PER ARDUA AD ASTRA, plain to see,
And underneath at 1943, In mute memorial to our glorious dead
One and a half columns I had read
Before, in shock, I saw a name I know
HARRIS R.H.W. F/O.

I shut my stinging eyes and there he stands, Helmet and goggles dangling from his hands,
A fighter pilot to his very roots, From ardent eyes to well-worn flying boots.
He smiles and nods his head as if to say, 'I missed you, Tommy, when you flew away'.

Crouched in our cockpits up to five miles high, We forged our friendship in a hostile sky,
Then parted at Gibraltar; I moved on
But felt, alas, the golden days had gone.
My name I scratch in sand upon the shore;
His name in bronze lives on for evermore.

By T K Whitfield

Linda: Next week, the day following Memorial Day, you’ll be treated to the lyrics of a special song that was written by Steve Goodchild for Tom Whitfield, commemorating his dedication to freedom, and to his best friend, reflecting on that day when Harris died and Whitfield flew on. We heard Steve and his band Horizon Ridge perform this song in Houston and we can’t wait to share it with you. You can find out more about Horizon Ridge and their music at https://horizonridge.ca/about-us/band-bio.html.

ElyAirLines.blogspot.com

May 16, 2017 Land on the Line

The Liberty Gazette
May 16, 2017
Ely Air Lines
By Mike Ely and Linda Street-Ely

Mike: Amid the backdrop of the snow-covered slopes of Pike’s Peak and the Rocky Mountains, a white and blue plane made a descending left turn. This was the final airplane in the last group of planes to take their turn in the spot landing segment of the competition. There would be plenty more action to come in the annual National Intercollegiate Flying Association’s Safety Conference. My peers and I, the spotters and judges, kept our eyes on it from our assigned positions several feet apart, on both sides of the runway.

I had done this before. A previous year I performed these same watchful tasks alongside a runway in Kalamazoo, Michigan, where, because of unexpected rain, everyone there sported stylish trash bags to serve as raincoats. This time I kept the collar of my jacket turned up, my wool cap pulled down snuggly, and my hands tucked into my pockets. Out there by the runway at the U.S. Air Force Academy in Colorado Springs the chilling winds cut right through all my layers.

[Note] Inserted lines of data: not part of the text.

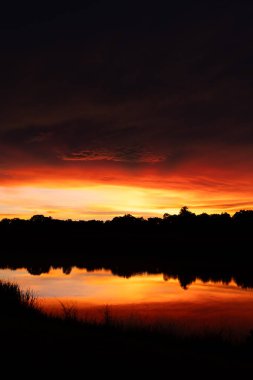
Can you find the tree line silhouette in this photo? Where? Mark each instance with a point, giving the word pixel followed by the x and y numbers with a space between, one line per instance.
pixel 215 247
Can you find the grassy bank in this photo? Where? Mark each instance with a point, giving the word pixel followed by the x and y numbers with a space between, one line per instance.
pixel 41 341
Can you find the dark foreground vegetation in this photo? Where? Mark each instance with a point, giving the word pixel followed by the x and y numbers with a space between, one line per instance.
pixel 40 344
pixel 209 247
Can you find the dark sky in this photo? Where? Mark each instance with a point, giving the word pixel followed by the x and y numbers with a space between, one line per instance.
pixel 129 92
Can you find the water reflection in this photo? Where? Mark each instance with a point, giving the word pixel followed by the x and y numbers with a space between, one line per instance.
pixel 144 298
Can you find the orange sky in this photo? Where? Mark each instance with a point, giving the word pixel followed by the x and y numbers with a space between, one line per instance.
pixel 105 112
pixel 99 194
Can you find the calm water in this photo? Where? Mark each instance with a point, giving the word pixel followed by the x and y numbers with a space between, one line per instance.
pixel 142 298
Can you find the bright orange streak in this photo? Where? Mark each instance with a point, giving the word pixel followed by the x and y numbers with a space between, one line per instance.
pixel 103 192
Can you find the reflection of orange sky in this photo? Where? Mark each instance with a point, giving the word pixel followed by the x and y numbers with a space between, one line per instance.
pixel 65 194
pixel 142 298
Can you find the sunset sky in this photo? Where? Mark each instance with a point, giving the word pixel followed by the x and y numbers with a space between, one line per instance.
pixel 117 107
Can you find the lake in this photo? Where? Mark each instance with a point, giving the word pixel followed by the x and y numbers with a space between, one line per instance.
pixel 141 299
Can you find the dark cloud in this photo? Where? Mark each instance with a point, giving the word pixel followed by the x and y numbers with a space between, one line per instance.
pixel 131 83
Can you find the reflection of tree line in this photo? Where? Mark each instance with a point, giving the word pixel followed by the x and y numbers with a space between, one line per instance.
pixel 214 247
pixel 242 276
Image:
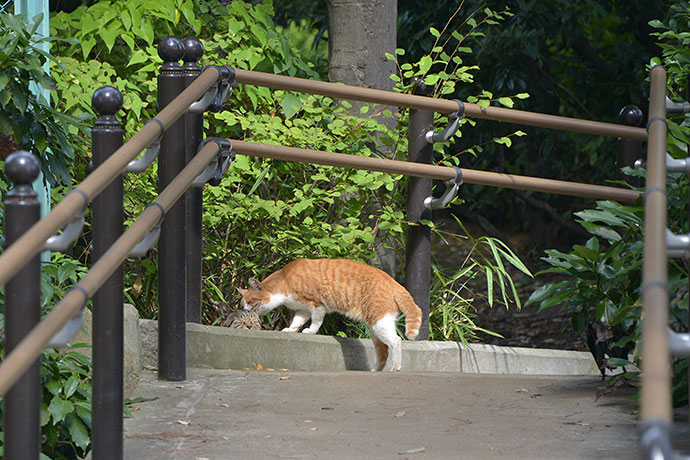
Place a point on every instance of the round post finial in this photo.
(107, 101)
(171, 50)
(193, 51)
(22, 168)
(631, 115)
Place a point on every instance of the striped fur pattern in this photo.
(314, 287)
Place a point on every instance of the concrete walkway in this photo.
(228, 414)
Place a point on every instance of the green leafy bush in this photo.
(65, 374)
(265, 212)
(30, 120)
(604, 276)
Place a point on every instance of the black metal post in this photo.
(418, 273)
(107, 220)
(22, 425)
(194, 132)
(629, 150)
(171, 246)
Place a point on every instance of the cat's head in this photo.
(256, 298)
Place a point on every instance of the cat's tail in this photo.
(413, 315)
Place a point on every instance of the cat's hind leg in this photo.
(317, 316)
(381, 354)
(384, 330)
(299, 320)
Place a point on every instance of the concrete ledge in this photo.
(225, 348)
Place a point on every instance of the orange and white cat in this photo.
(314, 287)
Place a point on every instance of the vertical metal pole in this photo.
(656, 406)
(22, 312)
(629, 150)
(108, 342)
(418, 271)
(194, 130)
(31, 8)
(171, 246)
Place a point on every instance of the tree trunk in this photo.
(360, 33)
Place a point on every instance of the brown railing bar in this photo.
(469, 176)
(251, 77)
(31, 243)
(16, 363)
(656, 379)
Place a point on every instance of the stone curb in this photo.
(225, 348)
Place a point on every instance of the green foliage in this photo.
(451, 316)
(65, 374)
(445, 69)
(265, 212)
(34, 125)
(604, 275)
(66, 407)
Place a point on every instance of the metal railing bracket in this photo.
(452, 187)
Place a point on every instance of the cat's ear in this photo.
(254, 284)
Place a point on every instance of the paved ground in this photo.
(359, 415)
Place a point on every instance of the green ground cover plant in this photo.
(265, 212)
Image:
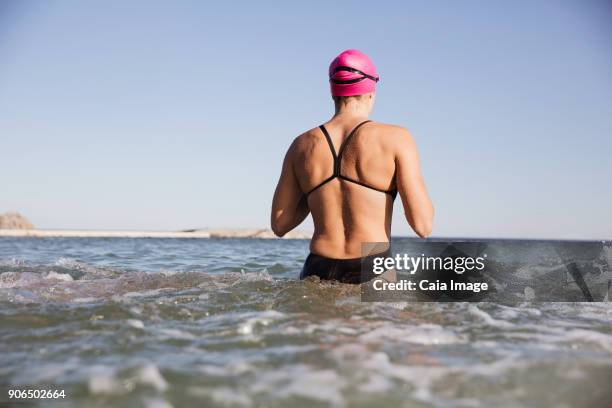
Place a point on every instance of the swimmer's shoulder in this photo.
(306, 141)
(393, 136)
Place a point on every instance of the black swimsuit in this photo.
(342, 270)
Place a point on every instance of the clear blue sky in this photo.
(176, 114)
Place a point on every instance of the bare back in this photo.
(345, 213)
(350, 202)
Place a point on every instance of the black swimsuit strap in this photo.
(347, 140)
(338, 161)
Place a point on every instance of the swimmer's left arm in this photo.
(289, 206)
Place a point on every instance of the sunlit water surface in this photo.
(225, 322)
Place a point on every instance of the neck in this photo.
(352, 110)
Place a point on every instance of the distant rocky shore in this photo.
(14, 220)
(197, 233)
(13, 224)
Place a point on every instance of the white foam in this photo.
(135, 323)
(261, 319)
(102, 380)
(59, 276)
(419, 334)
(157, 403)
(487, 318)
(149, 375)
(176, 334)
(303, 381)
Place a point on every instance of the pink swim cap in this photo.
(352, 73)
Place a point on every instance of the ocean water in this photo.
(225, 322)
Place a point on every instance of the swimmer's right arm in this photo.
(289, 205)
(418, 208)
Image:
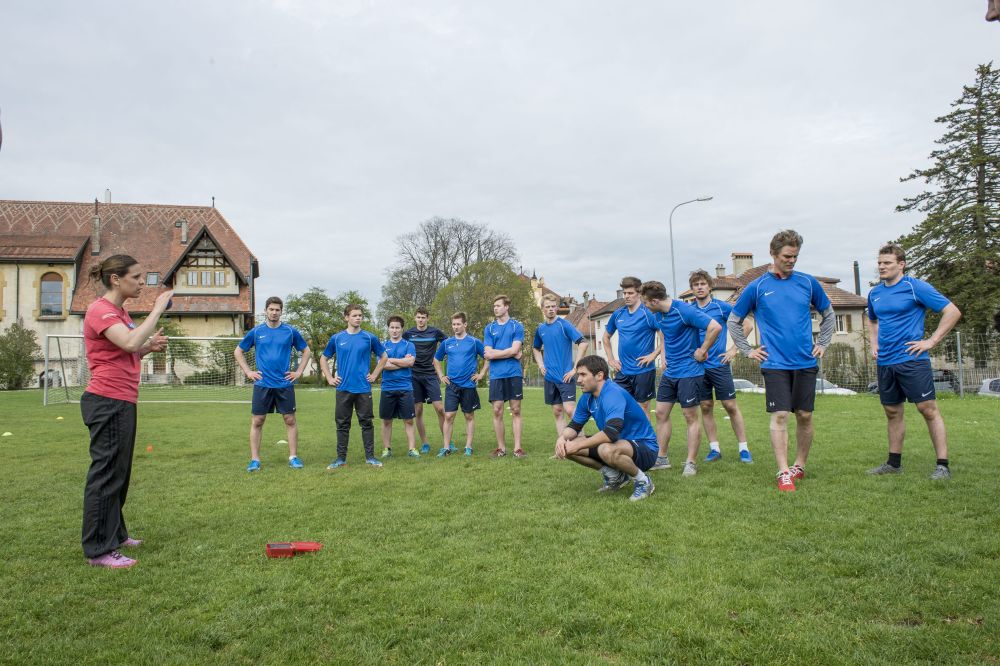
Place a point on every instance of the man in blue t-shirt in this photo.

As the plane made its final approach we anticipated its touchdown point would be somewhere within the 300-foot long box, each side of which the spotters stood. Each pilot would aim for the target line drawn 100 feet inside that box. Depending on where it actually touched ground, the closest spotter would mark the landing. I stayed focused in case it would land in front of me.

White stripes were painted on the tires so that we could tell the exact point the tires touched the pavement. The wheels would begin to roll when the plane touched down, which they did not do in the air. When the wheels landed and started moving that white stripe would, too, indicating the landing spot.

As with the other planes before it, the tires’ rubber made a chirp sound when they touched the ground. The spotter marked the distance from the landing point to the target line was their distance score for the spot landing contest. Penalty points could be assessed for landing entirely outside the box, and in this contest, a perfect score is zero.

It all began May 7, 1920 when nine schools competed at Mitchel Field in Long Island, New York for the first contest held by the Intercollegiate Flying Association. Yale University took first place. On their team was a naval aviator who would later found Pan American Airways, Juan Trippe, flying in a Curtis Jenny scrounged up from war surplus.

Today, the top 20 college and university flying teams, totaling about 50 pilots from around the country arrived in their school-owned airplanes. In addition to spot landings, their mettle was tested in precision flying events such as navigation and instrument flying skills, and timed written tests on regulations, flight planning, and aircraft recognition.

With the final contestant on the ground and taxiing to the staging area, we retreated to the heated motorhome where we sipped hot chocolate, coffee or tea and discussed the landings. The winners would be announced at a banquet at the end of the four day safety conference and they would proudly accept the prestigious trophies and titles. These are the best of the best collegiate pilots.